Le sociologue Cyril Nazareth a sillonné les terrains de Seine-Saint-Denis pendant quatre ans pour des travaux consacrés à la socialisation des jeunes via le football. Les références au rap étaient régulières chez les joueurs de 13 à 19 ans qu'il interrogeait: "Ce sont des valeurs de réussite auxquelles ils s'identifiaient, sachant que dans leurs quartiers, il y a souvent des petits producteurs de son, des studios qui sont accessibles."
Sponsors et intérêts "gagnant-gagnant"
La culture du duel, "de la virilité" de l'opposition entre deux styles de joueurs ou de rappeurs, fait partie intégrante des deux disciplines. "Les clashes, les battles, les punchlines, c'est le parallèle symbolique qu'on peut faire", analyse-t-il.

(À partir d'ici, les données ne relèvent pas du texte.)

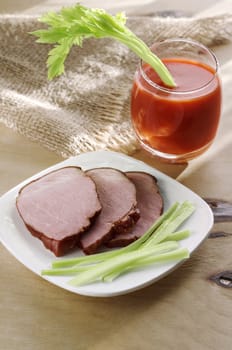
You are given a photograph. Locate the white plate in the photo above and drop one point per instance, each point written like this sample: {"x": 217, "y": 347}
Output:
{"x": 31, "y": 252}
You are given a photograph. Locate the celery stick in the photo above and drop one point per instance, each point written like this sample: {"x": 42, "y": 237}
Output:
{"x": 172, "y": 223}
{"x": 72, "y": 25}
{"x": 158, "y": 249}
{"x": 162, "y": 247}
{"x": 177, "y": 236}
{"x": 178, "y": 254}
{"x": 94, "y": 258}
{"x": 113, "y": 265}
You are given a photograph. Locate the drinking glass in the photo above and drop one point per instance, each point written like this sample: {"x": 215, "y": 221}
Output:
{"x": 177, "y": 124}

Les proximités entre rap et foot suscitent d'ailleurs bien souvent des critiques, du cliché sur la culture "racaille" ou "bling-bling" aux reproches sur l'individualisme à tout crin, symbolisé par le fameux casque porté sur les oreilles avant d'entrer sur la pelouse.Mais Cyril Nazareth se souvient que les "figures d'ascension sociale les plus valorisées" sont des joueurs comme "N'Golo Kanté et Riyad Mahrez, parce qu'ils partaient de très bas et ont réussi à la sueur de leurs fronts". Pour les rappeurs et les footballeurs professionnels, la mise en scène de leurs amitiés est aussi une affaire d'intérêts bien compris, d'un calcul "gagnant-gagnant" à l'heure des réseaux sociaux.
"Le sportif, il va dire je porte les marques de mecs de rue et le rappeur va dire, regardez les footeux, ils portent mes sapes...", atteste Jesse Adang. De Benzema aux joueurs du PSG, plusieurs stars du foot se montrent en Unkut, la marque de vêtements lancée par Booba. Et en L1, Montpellier a même un temps été sponsorisé par Wati B... un label de rap !

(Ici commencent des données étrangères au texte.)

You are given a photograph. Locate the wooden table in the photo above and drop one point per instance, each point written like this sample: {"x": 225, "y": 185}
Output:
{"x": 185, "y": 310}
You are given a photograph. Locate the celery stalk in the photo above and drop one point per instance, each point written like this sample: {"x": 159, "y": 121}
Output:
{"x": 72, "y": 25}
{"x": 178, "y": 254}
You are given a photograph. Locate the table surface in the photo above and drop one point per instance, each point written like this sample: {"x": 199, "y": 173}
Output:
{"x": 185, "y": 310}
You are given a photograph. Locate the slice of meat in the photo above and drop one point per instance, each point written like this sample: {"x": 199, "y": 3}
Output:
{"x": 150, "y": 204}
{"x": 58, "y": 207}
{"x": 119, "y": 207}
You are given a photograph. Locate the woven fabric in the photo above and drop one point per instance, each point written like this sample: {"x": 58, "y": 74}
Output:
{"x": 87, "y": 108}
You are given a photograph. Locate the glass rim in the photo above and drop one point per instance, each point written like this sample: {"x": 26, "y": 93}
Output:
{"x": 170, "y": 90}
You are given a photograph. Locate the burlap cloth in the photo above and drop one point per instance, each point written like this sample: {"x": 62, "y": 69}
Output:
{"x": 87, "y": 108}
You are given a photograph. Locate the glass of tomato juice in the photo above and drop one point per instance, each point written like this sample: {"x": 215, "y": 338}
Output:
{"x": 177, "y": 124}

La rivalité PSG-OM se joue aussi sur le terrain du rap
Si Manchester est assurément la ville du rock anglais, Paris et Marseille se disputent l'hégémonie du rap français, comme un écho à la rivalité PSG-OM. Une lutte moins fiévreuse que sur les terrains de foot, à base de "punchlines" et "chambrages" derrière les micros. "Paname, c'est la Champions League" chante MHD. Vrai aussi dans le hip-hop ?

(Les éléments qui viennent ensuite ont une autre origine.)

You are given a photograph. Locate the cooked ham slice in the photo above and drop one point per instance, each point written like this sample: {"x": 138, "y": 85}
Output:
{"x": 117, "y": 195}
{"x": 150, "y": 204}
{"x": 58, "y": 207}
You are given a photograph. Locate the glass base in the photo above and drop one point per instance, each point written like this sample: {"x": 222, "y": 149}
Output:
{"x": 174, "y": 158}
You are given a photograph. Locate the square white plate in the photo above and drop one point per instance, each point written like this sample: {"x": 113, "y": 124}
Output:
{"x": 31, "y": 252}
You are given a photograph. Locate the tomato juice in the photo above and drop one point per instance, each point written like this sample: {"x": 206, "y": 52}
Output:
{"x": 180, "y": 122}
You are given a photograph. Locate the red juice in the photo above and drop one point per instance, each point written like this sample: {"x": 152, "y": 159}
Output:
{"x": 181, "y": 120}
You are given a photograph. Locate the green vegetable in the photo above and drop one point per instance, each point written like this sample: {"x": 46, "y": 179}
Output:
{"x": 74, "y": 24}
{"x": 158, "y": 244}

De NTM à Booba, en passant donc par la nouvelle vague MHD, Niska ou Sofiane, la région parisienne est bien représentée dans le paysage du rap hexagonal. Mais si l'on se réfère aux chiffres de ventes d'albums ou d'écoutes sur les plateformes de streaming, ce sont bien les Marseillais Soprano et Jul qui dominent largement.
Comme un miroir inversé de la domination sportive du PSG dans les "clasico" contre l'OM depuis 2011 et l'arrivée des richissimes propriétaires qataris? Le dernier volet de la saga n'a pas échappé à la règle, avec un 3-0 infligé par les Parisiens avant un match-revanche programmé mercredi en Coupe de France.
Comme pour le foot, la rivalité entre les deux scènes hip-hop, les plus prolifiques de France, reste d'actualité. Le rappeur Vald, originaire de la banlieue parisienne, a ainsi rallumé les braises en profitant de sa présence dans un festival organisé dans la cité phocéenne pour poser avec le maillot du PSG dans le stade Vélodrome. Sacrilège absolu dénoncé même par Arema, le gestionnaire du stade ! Mais là aussi, comme dans le foot, on est loin aujourd'hui des ambiances incendiaires des années 1990.
"Aujourd'hui tout le monde est pratiquement pote avec tout le monde"
"C'est fini tout ça. C'était peut-être vrai à l'époque mais depuis que je suis arrivé dans la musique, je n'ai pas vraiment vu ça. On a su ramener un état d'esprit de partage, qui fait qu'aujourd'hui tout le monde est pratiquement pote avec tout le monde, il y a plus de connexion facile!", a expliqué à l'AFP le rappeur parisien Gradur samedi, en marge du tournoi de foot urbain Tango League.
Tous les artistes interrogés l'assurent, c'est davantage le chambrage qui prime entre eux que la rivalité sur le terrain jadis, "montée avec Canal +", le diffuseur historique du championnat de France et ancien propriétaire du PSG. "Pour nous cette rivalité n'a jamais dépassé le cadre de la rigolade", confirme à l'AFP Akhenaton, l'un des membres du mythique groupe marseillais IAM. On a de bons amis qui sont fans du PSG. On a créé un groupe sur les réseaux sociaux, et avec eux c'est la +battle+. Même avec leur équipe de monstres, en +battle+ on arrive à leur mettre la misère. On a regardé la +débranlada+ la saison passée (6-1 à Barcelone, ndlr), on a vu des morts-vivants, après (rires)".
"Sur Snapchat, on va s'appeler, on s'envoyer des messages par exemple avec Alonzo (rappeur marseillais, ndlr). On va se dire +Si l'OM gagne, ceci, cela...+", se marre encore Gradur, qui avait assisté à la terrible "remontada" barcelonaise dans les tribunes du Camp Nou en compagnie du parisien MHD.
Dédicaces et 'featuring' Reste que les rappeurs, forts d'une relation presque aussi privilégiée que les joueurs avec les fans du PSG et de l'OM sur les réseaux sociaux, jouent à fond le rôle d'ambassadeur de leur ville en portant souvent la tunique de leur équipe en concert ou dans leurs clips. Sans parler des dédicaces réciproques.
Pour célébrer l'arrivée de la superstar brésilienne Neymar au PSG, le rappeur Niska n'a pas hésité à "remixer" son célèbre "Matuidi Charo" en "Neymar Charo", tandis que le milieu Rémy Cabella avait célébré un but avec l'OM en mimant le signe des doigts dessinant les trois lettres de Jul, le rappeur phocéen.
Même le Brésilien "Brandao", pourtant pas le joueur le plus légendaire du club olympien, a eu droit à sa chanson ! Les sons des rappeurs, très prisés des joueurs avant un match, ne se limitent pas au vestiaire. A Marseille, le Vélodrome peut se transformer en scène artistique de premier plan à l'image du clip du "Halla halla" de Soprano tourné en 2007 avec l'accord complice du président de l'époque Pape Diouf.
La connexion est telle que certains poussent même la chansonnette comme l'ancien marseillais Benjamin Mendy et son "mercééé" sur le morceau "Qu'est-ce qui se passe ?" de Jul. Faut-il croire que même au foot, la musique adoucit les moeurs? "Chacun a son style", confie le rappeur marseillais à propos de la différence entre les deux scènes. "Mais on parle tous à peu près de la même chose".